There are a many, many great employment-related resources available within the digital nomad community that may also be useful to FIREees. A quick web search will lead you to hundreds (it not thousands) of pages with aggregated employment lists and search engines. Take a look and see if there’s a good fit. If so, great. It not, perhaps it’s time to consider the mentality you’re entering the arena with.
Working post-FIRE is different in many ways from working pre-FIRE. Many FIREees were supersavers or at least tax-optimization focused. Others relied on a financial advisor who handled the financial details and thus they are a little unsure about what goes into an optimized financial life. In any case, there are major implications of starting the job search at fire.
1. You probably don’t need to make as much money as you did before FIRE. Starting with a nest egg that sustained your lifestyle is a huge advantage; you no longer need to build that nest egg. So, you only need to earn what you spend (or the gap between what your savings produces and what you spend). Think about that for a second because I think it’s a major mental shift for most people reading this! Said another way, you don’t need to be making law firm partner dollars or an NBA salary, just to account for new spending requirements. Your savings will continue to draw down or accumulate at the rate you predicted while your new earnings will account for the new spending. So figure out how much you actually need then start thinking about how to make only that much.

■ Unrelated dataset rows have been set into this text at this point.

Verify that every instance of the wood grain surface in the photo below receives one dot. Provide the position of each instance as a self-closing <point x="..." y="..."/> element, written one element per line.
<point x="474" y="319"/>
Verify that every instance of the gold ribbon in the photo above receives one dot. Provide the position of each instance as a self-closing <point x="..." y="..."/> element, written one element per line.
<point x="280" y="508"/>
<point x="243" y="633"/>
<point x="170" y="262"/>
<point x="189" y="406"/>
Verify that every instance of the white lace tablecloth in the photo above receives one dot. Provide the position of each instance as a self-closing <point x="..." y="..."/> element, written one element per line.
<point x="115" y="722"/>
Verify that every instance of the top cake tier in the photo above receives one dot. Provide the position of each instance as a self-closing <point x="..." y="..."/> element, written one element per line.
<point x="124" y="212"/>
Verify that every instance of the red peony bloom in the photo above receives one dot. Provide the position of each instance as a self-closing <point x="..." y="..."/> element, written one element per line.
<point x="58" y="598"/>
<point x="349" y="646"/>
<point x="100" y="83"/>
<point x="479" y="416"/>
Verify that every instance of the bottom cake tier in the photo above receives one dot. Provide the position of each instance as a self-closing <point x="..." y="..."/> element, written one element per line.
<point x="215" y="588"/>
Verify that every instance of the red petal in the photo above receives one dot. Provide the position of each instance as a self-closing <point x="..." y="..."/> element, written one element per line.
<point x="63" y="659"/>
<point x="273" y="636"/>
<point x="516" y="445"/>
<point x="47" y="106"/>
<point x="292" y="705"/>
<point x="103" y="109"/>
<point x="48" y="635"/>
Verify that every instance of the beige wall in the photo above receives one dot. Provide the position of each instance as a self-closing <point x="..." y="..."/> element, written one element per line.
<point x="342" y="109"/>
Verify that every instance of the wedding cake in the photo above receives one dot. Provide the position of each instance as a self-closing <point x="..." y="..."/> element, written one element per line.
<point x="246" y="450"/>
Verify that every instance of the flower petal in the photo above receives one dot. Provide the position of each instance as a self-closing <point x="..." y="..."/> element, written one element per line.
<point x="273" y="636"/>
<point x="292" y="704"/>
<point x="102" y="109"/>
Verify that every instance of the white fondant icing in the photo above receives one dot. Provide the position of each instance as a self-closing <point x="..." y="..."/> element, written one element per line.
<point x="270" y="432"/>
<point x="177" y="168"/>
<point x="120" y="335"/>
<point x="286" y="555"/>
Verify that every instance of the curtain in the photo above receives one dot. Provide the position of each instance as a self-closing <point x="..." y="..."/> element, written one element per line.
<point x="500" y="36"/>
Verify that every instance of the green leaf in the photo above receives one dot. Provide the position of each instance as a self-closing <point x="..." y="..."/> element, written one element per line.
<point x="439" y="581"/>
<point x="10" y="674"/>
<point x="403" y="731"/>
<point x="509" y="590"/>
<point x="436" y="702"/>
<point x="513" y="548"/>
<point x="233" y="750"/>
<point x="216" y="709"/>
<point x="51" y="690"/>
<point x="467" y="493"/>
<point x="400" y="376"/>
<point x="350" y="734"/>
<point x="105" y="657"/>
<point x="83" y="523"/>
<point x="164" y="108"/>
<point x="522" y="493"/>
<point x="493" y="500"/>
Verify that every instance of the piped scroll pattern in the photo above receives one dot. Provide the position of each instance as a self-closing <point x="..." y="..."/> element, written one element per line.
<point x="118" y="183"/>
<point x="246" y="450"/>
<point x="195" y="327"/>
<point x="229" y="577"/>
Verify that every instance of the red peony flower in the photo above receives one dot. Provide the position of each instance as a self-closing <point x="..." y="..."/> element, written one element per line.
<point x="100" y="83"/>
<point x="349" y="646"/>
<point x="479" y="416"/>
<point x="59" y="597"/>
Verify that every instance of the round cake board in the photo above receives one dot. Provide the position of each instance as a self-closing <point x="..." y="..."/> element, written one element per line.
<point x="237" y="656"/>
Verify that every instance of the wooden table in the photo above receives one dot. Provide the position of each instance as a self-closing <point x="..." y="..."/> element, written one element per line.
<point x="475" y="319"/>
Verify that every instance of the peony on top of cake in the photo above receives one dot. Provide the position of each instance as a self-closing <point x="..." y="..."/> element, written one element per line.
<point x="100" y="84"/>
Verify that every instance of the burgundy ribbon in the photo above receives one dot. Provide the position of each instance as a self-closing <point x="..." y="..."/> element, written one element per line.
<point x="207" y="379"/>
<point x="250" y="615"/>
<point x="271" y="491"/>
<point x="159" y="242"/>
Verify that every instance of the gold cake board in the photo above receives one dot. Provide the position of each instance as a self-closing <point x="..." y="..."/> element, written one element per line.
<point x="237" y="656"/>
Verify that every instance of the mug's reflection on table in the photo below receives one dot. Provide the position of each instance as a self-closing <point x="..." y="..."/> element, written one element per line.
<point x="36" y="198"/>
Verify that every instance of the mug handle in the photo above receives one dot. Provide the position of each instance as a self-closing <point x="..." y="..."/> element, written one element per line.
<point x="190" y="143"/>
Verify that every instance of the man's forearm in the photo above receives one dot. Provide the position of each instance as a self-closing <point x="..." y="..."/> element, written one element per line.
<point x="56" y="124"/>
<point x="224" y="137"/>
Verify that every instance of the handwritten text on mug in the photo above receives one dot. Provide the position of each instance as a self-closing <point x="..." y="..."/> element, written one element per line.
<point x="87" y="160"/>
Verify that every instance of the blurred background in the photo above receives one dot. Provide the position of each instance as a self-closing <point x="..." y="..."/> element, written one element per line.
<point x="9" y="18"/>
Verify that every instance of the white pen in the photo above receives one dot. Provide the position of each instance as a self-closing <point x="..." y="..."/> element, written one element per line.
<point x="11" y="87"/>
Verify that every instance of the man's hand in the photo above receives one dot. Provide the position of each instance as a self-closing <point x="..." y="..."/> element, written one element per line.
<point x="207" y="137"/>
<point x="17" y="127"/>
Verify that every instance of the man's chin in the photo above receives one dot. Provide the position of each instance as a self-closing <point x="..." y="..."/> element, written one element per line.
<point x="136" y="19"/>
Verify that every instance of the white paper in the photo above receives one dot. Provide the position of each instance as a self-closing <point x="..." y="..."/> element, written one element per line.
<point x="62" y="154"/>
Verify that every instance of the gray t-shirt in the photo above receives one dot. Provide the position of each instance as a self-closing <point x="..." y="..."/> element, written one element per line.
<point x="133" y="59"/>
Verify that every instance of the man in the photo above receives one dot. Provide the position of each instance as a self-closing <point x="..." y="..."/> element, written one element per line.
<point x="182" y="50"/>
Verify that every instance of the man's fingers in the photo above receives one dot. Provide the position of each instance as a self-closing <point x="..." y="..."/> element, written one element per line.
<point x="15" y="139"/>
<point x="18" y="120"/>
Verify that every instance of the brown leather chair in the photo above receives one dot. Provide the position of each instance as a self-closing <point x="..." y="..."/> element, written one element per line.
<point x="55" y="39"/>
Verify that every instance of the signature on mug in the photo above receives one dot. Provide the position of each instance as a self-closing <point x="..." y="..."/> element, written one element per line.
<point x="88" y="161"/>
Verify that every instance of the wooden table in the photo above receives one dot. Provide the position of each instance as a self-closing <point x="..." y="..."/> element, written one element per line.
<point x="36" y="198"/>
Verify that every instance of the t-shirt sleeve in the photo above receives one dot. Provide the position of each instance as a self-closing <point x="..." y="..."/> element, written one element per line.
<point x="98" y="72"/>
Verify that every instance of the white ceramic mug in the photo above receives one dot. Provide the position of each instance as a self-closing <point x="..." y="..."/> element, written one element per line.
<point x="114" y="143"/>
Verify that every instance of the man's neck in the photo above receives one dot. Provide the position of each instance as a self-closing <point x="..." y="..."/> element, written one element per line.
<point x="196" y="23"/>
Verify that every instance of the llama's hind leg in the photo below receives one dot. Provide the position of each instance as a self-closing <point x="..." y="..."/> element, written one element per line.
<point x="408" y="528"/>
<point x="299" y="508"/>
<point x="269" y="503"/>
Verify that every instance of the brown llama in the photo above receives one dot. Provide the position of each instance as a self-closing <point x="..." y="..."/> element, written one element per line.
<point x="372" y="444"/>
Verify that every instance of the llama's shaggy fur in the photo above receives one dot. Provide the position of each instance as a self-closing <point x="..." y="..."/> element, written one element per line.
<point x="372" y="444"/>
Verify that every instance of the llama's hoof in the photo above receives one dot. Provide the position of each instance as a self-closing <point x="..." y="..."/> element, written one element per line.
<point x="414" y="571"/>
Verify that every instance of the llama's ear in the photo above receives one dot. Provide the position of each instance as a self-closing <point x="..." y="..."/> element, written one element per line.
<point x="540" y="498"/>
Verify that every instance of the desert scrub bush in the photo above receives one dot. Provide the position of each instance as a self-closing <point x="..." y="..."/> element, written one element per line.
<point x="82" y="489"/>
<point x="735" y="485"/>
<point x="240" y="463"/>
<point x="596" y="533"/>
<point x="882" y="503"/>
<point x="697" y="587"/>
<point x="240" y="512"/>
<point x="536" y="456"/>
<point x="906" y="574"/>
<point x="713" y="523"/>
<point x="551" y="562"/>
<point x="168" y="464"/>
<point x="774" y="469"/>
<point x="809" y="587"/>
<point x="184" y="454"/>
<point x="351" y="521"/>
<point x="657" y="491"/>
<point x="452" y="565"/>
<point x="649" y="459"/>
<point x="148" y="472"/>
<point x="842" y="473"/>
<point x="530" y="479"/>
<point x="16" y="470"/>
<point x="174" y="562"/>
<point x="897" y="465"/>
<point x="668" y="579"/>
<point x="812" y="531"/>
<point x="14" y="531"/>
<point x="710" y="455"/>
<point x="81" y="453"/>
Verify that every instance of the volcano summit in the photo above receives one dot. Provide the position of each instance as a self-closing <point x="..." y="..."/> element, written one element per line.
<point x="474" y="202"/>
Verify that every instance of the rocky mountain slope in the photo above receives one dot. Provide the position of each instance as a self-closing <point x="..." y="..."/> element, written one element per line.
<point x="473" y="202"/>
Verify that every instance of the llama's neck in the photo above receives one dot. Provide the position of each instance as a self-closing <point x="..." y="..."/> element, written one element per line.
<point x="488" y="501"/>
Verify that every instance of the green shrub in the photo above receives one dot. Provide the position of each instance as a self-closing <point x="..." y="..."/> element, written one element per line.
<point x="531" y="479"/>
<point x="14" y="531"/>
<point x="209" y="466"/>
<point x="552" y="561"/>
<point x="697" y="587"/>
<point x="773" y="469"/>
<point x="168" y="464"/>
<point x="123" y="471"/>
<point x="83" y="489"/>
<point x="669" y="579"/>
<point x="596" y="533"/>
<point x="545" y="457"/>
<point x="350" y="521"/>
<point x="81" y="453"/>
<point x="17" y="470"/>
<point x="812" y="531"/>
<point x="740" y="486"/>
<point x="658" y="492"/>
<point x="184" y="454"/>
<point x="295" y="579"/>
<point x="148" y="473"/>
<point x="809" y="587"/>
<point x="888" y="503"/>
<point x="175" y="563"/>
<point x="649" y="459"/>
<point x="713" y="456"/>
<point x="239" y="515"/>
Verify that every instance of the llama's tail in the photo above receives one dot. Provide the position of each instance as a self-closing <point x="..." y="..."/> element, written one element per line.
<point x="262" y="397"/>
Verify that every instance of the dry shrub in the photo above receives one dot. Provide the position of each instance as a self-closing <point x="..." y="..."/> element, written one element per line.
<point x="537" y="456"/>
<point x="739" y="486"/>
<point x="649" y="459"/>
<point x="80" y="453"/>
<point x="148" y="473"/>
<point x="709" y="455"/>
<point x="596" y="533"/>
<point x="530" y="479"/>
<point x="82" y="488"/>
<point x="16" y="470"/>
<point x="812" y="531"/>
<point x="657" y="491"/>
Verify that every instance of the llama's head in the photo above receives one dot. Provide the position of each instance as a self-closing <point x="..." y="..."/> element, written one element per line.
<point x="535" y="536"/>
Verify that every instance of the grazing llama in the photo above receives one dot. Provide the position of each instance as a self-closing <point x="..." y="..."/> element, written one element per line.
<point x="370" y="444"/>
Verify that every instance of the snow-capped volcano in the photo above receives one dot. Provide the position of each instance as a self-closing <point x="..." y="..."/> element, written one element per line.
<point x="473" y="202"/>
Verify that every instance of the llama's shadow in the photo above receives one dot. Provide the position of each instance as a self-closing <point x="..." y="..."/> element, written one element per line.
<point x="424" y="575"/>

2. Doing so will be a big mental shift for many FIREees. Those reaching FIRE, largely, are driven, goal oriented people who are used to ‘success’ in their endeavors. While success is measured in a variety of ways, it’s hard to detach the goal of financial independence from financial success. Consequently, many folks reading this will likely have a hard time taking home a smaller paycheck when a bigger one is available. It will feel like failure. However, it’s important to remember that the ultimate goal is to live a meaningful and interesting life rather than to watch a number grow. Read that over and over to remind yourself of it! So, figure out your goal (as in point 1) and reach it without adding arbitrary, unnecessary stressors to the process. If you find fulfillment in your new employment and your new income exceeds your predictions, that’s a different story.
3. If you find you’re really enjoying your new employment and want to do it more than you anticipated, carry on without regrets. Work that feels like play is basically a hobby. One of the great things about FIRE is that it liberates you from the expectations of ‘society’. If one day you find that changes and you no longer need the additional income, go back to FIRE. Your nest egg is still there along with the conditions you initially set.
4. It may be worth considering how meaningful work can be when you start the process of looking for new employment. Some people are happy to work for wages to reach a goal. I suspect many reading this, even though they were able to endure to reach FIRE, were not. At least consider the possibility that some form of meaningful work is out there for you. Remember, you no longer need to earn as much (as in point 1) so there are many more options on the table. This could include working for a non-profit, working for a discounted rate (as in the case of law, medicine, tech, and other wage-based work), or entrepreneurship. Not everyone finds purpose in ‘work’, but the freedom to make less money should at least prompt consideration of working on something you find meaningful!
5. You may have skills that are desperately needed. You don’t have to offer them pro bono and doing so might not come easy. Consider making them available at a discount while making a commitment in terms of time. This could include posting your skills on websites like Taskrabbit or Nextdoor or connecting directly with organizations you trust and asking how you can help. As discussed here (volunteering post), it’s difficult for organizations to include volunteers due to their transient nature, but it might be easier with the above commitment. You might find there is meaning in working at a major discount for a cause you believe in.